Cloud computing has successfully and steadily addressed issues of how to run applications on complex distributed computing infrastructures. On-demand access to cloud resources in a flexible and elastic way could result in significant cost savings due to more efficient and convenient resource utilization. However, the efficient and dynamic utilization of Cloud is not trivial. The take up of cloud computing in some application areas is still relatively low due to limited application-level flexibility and shortages in cloud specific skills. Public sector organizations and SME are increasingly considering using the Cloud in their everyday activities but they still face difficulties of both economic and technical nature.

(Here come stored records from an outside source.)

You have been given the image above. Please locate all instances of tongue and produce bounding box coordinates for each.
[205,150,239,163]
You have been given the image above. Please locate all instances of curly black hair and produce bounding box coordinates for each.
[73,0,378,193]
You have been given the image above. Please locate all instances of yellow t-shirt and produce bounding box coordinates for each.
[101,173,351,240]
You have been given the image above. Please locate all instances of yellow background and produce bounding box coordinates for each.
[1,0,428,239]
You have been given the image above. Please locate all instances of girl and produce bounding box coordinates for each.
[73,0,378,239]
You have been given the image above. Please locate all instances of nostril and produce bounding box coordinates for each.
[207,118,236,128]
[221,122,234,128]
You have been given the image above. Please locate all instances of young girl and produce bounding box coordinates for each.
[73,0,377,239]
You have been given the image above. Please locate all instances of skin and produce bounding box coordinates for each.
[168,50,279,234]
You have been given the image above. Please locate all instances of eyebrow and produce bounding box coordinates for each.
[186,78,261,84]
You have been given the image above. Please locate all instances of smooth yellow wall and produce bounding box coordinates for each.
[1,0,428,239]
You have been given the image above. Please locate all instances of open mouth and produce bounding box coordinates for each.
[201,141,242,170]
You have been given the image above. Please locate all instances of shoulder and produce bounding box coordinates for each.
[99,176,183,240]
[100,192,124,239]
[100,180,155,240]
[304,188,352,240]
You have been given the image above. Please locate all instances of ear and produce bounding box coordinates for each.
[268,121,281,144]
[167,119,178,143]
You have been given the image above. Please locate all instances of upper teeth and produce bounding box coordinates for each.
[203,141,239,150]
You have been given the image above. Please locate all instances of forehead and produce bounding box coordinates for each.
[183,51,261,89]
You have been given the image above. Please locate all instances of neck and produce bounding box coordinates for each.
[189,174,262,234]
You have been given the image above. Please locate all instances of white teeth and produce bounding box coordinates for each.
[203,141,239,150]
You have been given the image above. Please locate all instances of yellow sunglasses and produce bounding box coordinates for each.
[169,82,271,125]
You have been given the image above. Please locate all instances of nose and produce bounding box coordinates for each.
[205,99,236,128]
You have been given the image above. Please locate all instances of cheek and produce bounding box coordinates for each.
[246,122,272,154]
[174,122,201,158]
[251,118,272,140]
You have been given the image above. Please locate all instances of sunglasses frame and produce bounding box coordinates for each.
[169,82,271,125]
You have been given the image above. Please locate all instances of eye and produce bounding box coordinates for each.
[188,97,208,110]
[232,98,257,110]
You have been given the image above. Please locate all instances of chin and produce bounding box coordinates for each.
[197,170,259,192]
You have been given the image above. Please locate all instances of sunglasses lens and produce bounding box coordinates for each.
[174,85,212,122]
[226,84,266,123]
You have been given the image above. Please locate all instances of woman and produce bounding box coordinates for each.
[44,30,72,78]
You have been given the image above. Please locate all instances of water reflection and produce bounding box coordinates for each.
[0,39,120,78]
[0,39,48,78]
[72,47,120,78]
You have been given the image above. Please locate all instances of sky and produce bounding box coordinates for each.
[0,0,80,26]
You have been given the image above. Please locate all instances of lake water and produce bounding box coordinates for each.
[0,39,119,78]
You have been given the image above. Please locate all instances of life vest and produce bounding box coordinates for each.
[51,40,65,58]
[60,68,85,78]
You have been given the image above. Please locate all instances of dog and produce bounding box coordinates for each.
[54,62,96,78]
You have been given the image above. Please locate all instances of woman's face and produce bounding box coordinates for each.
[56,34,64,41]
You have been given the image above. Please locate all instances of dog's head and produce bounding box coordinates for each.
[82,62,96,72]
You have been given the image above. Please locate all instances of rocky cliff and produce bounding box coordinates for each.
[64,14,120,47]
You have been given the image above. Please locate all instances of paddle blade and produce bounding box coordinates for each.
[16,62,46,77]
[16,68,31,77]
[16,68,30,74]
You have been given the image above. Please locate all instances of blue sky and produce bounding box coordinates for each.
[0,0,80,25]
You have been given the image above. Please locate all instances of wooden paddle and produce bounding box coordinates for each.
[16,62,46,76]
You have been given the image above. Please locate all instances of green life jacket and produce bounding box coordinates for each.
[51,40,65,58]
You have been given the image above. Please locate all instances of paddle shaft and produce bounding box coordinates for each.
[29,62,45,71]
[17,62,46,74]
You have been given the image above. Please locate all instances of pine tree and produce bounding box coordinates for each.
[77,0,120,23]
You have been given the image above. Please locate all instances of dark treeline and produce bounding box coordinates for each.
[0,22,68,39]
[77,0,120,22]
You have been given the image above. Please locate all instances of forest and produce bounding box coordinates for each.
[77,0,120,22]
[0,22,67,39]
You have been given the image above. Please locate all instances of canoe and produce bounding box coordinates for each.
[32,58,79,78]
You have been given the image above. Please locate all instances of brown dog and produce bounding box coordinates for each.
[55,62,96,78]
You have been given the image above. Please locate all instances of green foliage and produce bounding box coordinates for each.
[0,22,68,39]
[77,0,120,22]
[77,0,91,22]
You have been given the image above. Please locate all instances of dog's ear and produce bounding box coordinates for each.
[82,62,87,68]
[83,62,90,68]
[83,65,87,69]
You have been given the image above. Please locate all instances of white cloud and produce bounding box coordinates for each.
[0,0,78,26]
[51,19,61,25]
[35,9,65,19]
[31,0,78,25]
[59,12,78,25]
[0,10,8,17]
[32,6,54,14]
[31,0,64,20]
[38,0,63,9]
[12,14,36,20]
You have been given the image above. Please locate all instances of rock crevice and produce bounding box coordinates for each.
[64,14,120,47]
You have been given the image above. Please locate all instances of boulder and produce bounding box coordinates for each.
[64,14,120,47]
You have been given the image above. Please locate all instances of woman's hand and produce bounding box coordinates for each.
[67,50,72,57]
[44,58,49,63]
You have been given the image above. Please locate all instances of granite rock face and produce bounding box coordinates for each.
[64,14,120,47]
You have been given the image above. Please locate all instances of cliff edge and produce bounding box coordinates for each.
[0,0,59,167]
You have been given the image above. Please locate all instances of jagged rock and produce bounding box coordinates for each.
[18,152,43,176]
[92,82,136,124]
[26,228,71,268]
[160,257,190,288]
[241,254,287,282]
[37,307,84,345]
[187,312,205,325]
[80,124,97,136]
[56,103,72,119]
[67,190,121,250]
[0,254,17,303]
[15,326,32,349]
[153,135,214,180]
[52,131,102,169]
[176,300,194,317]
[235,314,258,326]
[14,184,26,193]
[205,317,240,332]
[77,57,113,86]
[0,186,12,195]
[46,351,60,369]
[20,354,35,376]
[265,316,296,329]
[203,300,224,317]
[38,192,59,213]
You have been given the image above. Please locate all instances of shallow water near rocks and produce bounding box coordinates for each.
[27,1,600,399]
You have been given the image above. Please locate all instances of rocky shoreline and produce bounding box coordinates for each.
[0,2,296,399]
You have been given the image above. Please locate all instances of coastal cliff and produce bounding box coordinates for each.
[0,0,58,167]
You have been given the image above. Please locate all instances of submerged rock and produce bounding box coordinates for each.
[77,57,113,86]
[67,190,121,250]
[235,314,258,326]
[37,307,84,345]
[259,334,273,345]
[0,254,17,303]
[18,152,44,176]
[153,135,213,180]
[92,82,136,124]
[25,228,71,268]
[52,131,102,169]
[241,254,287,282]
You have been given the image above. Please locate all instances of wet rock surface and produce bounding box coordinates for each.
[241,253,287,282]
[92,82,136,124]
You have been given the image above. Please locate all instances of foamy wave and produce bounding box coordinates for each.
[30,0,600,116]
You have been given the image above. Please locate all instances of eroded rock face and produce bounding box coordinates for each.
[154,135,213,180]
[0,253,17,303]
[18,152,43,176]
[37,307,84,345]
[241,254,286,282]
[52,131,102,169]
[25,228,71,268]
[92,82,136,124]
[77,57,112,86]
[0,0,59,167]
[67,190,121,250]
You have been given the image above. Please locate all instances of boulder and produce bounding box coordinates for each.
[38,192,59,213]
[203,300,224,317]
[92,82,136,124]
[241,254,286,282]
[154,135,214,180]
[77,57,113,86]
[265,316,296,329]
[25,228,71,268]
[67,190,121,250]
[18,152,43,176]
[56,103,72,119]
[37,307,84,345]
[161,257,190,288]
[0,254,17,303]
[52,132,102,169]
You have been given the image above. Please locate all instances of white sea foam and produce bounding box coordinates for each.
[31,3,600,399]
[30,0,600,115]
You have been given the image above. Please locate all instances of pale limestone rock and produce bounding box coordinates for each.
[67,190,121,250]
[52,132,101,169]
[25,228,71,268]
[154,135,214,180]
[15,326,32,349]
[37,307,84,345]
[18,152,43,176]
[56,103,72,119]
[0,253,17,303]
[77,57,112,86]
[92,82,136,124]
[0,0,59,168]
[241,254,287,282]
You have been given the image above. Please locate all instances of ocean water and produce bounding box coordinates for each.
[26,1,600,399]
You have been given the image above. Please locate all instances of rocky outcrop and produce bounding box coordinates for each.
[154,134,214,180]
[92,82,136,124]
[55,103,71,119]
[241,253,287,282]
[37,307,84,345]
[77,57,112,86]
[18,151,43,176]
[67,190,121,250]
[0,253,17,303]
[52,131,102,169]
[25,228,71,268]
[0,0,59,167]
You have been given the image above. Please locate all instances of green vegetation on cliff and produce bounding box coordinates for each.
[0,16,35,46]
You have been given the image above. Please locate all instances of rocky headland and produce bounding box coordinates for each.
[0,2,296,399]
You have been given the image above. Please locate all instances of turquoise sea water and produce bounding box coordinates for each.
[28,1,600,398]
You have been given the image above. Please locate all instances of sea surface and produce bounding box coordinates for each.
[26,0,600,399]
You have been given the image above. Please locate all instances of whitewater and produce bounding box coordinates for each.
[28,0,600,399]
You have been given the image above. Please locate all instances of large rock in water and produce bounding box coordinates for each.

To enable the execution of applications in the Cloud in a cost effective, flexible and secure way, applications must be deployed, executed and removed through a framework that hides cloud specific details from users. COLA addressed the following challenges:
- describing the structure of containerized/virtualized applications and their behaviour to control their lifecycle in a cloud agnostic way,
- supporting deployment and run-time orchestration and optimisation of such applications taking various QoS parameters into account,
- creating and running near production level applications in the Cloud.
COLA developed the MiCADO framework to process application descriptions, to deploy and execute them in the Cloud. COLA elaborated the TOSCA based Application Description Template (ADT) to specify applications's structure and their behaviour. ADT enables application descriptions based on two-level topology (container- and Virtual Machine-level) and adding security and scaling policies. ADTs are forwarded to the MiCADO Submitter that parses and validates ADTs and forwards them to adaptors, such as container adaptor, cloud orchestration adaptor and policy keeper adaptor. The orchestrators create and launch virtual machines and containers specified in ADTs. The MiCADO Policy Keeper scales up and down virtual machines and containers using cloud (e.g. Occopus or Terraform) and container orchestrator (e.g. Docker Swarm or Kubernetes) based on the information gathered by the Prometheus monitoring, recommendations provided by the MiCADO Optimizer and TOSCA policies specified in ADTs. The MiCADO Security Policy Manager handles security policies given in ADTs through security enablers. The MiCADO framework can be deployed as Ansible playbook to make deployment effortless as much as possible. To support application developers and end users MiCADO was extended with a dashboard including Docker Visualizer, (replaced by Kubernetes dashboard later), Prometheus. COLA elaborated 3 near production level applications and 26 proof of concepts demonstrators.